Factors reversing the course toward integration
In the past few years, the tide has largely turned, and a growing number of states are passing more-welcoming laws aimed at integrating immigrant residents and mitigating some of the harsh consequences of immigration enforcement. These laws have taken a range of forms, from providing driver’s licenses and in-state tuition to limiting cooperation with federal immigration authorities. Importantly, states and localities are enacting these welcoming laws even as Congress has failed to pass immigration reform.
Two major factors influenced the shift away from restrictive laws and toward pro-integration laws. First, the Supreme Court struck down much of Arizona’s S.B. 1070 in 2012, paving the way for federal courts to place significant limitations on local enforcement of federal immigration law and much of the attrition-through-enforcement agenda.
Second, the 2012 presidential election provided a turning point away from attrition-through-enforcement laws as a political strategy.
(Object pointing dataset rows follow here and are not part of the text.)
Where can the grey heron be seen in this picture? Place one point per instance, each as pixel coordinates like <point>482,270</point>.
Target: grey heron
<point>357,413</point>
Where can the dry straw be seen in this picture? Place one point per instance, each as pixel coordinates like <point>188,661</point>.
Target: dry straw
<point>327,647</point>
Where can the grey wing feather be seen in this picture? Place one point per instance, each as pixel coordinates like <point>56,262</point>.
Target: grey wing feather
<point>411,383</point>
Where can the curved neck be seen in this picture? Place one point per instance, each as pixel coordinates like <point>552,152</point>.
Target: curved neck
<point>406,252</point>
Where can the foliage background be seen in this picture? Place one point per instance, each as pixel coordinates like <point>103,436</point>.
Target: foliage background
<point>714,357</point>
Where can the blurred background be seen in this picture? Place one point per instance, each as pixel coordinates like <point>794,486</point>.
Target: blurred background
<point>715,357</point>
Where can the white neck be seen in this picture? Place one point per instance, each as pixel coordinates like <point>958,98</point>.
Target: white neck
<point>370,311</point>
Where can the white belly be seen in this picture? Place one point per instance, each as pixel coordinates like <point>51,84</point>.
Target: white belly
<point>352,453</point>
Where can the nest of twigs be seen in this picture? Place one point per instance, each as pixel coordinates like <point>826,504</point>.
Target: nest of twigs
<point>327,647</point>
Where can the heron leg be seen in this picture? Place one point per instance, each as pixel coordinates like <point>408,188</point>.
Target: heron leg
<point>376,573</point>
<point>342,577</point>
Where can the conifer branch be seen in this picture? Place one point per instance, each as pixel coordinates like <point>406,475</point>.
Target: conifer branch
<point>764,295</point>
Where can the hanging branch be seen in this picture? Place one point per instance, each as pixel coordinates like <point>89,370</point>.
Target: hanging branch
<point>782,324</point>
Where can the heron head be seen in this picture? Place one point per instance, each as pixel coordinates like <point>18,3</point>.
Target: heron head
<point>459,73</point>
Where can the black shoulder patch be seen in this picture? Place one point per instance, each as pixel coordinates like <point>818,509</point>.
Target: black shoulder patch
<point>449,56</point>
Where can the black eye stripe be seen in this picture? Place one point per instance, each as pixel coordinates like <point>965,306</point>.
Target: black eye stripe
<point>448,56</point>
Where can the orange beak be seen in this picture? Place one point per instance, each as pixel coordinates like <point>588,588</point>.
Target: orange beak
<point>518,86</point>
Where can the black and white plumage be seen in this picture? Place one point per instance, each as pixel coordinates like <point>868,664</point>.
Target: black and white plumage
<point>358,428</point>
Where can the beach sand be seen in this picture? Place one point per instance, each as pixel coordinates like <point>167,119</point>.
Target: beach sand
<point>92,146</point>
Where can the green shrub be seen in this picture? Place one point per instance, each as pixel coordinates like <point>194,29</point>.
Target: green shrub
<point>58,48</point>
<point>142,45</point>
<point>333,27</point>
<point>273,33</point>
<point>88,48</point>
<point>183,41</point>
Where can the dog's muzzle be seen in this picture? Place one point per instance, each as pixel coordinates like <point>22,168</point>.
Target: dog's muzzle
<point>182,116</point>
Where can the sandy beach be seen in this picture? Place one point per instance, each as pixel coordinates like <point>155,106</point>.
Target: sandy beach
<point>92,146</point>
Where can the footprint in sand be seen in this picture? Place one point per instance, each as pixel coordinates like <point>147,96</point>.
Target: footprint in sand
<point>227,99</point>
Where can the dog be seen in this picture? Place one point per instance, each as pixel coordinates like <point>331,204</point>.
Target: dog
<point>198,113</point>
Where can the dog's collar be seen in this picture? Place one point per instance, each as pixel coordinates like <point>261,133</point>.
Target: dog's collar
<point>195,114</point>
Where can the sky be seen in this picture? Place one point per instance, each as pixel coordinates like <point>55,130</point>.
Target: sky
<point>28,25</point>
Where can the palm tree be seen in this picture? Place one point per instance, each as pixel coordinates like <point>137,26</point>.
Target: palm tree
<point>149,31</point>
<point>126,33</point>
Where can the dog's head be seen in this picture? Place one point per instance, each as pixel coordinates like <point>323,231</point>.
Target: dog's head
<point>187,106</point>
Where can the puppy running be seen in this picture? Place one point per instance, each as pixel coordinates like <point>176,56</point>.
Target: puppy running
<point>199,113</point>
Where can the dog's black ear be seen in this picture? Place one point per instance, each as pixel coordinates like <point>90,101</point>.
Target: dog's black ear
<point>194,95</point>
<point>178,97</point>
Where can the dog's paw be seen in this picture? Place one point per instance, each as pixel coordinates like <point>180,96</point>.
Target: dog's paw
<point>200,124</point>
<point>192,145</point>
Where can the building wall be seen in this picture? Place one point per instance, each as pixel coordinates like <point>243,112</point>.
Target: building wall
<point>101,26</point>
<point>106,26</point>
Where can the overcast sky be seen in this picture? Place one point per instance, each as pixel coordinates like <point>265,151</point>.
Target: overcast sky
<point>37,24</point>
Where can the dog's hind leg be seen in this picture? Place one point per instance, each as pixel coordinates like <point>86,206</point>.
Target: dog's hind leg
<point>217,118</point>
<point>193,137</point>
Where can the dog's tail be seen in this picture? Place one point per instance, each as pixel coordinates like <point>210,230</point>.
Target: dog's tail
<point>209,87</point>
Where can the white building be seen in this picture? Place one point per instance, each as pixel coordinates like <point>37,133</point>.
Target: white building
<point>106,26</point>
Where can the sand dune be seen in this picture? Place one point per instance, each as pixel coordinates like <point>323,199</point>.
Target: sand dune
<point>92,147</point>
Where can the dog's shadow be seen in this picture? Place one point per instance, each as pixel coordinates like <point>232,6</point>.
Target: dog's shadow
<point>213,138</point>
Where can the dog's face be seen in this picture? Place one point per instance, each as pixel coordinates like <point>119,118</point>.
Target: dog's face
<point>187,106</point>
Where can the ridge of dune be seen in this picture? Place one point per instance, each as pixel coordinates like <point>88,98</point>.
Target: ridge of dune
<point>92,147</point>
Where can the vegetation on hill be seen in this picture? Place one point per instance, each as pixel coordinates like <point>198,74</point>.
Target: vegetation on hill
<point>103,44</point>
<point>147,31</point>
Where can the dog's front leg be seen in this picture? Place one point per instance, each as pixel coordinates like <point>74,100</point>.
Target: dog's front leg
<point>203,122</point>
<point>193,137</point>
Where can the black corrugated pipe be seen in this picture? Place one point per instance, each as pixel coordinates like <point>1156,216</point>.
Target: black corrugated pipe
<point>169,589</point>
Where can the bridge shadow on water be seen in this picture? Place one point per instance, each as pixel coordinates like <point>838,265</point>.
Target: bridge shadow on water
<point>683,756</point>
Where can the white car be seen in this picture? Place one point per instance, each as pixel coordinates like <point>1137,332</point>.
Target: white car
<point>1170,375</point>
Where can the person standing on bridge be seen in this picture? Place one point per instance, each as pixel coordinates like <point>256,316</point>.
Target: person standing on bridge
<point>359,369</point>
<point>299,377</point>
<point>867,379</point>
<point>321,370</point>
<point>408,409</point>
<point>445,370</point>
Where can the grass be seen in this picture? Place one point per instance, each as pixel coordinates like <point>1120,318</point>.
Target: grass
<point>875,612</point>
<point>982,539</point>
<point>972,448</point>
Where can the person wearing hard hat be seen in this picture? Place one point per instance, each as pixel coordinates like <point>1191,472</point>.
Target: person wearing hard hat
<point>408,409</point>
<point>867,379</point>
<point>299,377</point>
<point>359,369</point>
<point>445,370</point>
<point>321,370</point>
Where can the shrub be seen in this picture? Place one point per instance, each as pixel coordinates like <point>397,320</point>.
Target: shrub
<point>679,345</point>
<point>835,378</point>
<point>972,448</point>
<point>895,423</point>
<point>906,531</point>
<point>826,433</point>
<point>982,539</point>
Republican candidate and former Gov. Mitt Romney (R-MA), who ran on a platform of self-deportation, lost to President Barack Obama by record margins among both Latino and Asian American voters. In the aftermath of the election, major conservative pundits such as Sean Hannity and Bill O’Reilly “evolved” on the need for immigration reform.
And while pro-immigrant integration laws have been around for years—for example, in-state tuition laws for unauthorized immigrants—the number and scope of these laws have expanded significantly since 2012. In the past year, for example, California and Connecticut have passed TRUST Acts, which limit state cooperation with federal immigration officials, and thirteen jurisdictions now grant driver’s licenses to unauthorized immigrants.
States have moved toward more positive laws for a variety of reasons:
- As with restrictive laws, political contexts matter. Democratic-leaning cities and states are much more likely to pass such legislation than Republican-leaning areas. Municipal identification cards, for example, have only been passed in Democrat-controlled cities, while expanded driver’s licenses for the unauthorized have also generally been passed in Democratic-leaning states.
- The size of the Latino electorate, and the immigrant electorate more broadly, makes a difference, and states with more Latinos and naturalized immigrants are more likely to provide driver’s licenses, in-state tuition, and financial aid for unauthorized residents.
Beyond these state-specific circumstances, three other factors help explain the rise of pro-immigrant integration laws:
- A broader coalition of supporters: Pro-immigrant groups and coalitions have teamed up with clergy, police chiefs, labor unions, and business groups to help pass pro-integration legislation, particularly as progress on the national front has stalled.
- States are responding to ramped-up immigration enforcement by attempting to mitigate its harmful effects and ensure that only serious criminals are caught up in the immigration system, rather than, for example, people picked up for traffic violations or other low-level offenses.
- Executive action, in the form of the Deferred Action for Childhood Arrivals, or DACA, program, has also made a difference. This program has pushed many states to take another look at their policies on driver’s licenses for unauthorized immigrants as they grapple with how to grant licenses to the DACA population.
With or without immigration reform at the national level, states and localities will continue to play a significant role in regulating the lives of immigrant residents.
Karthick Ramakrishnan is an associate professor of political science at the University of California, Riverside. Pratheepan Gulasekaram is an associate professor of law at Santa Clara University in California.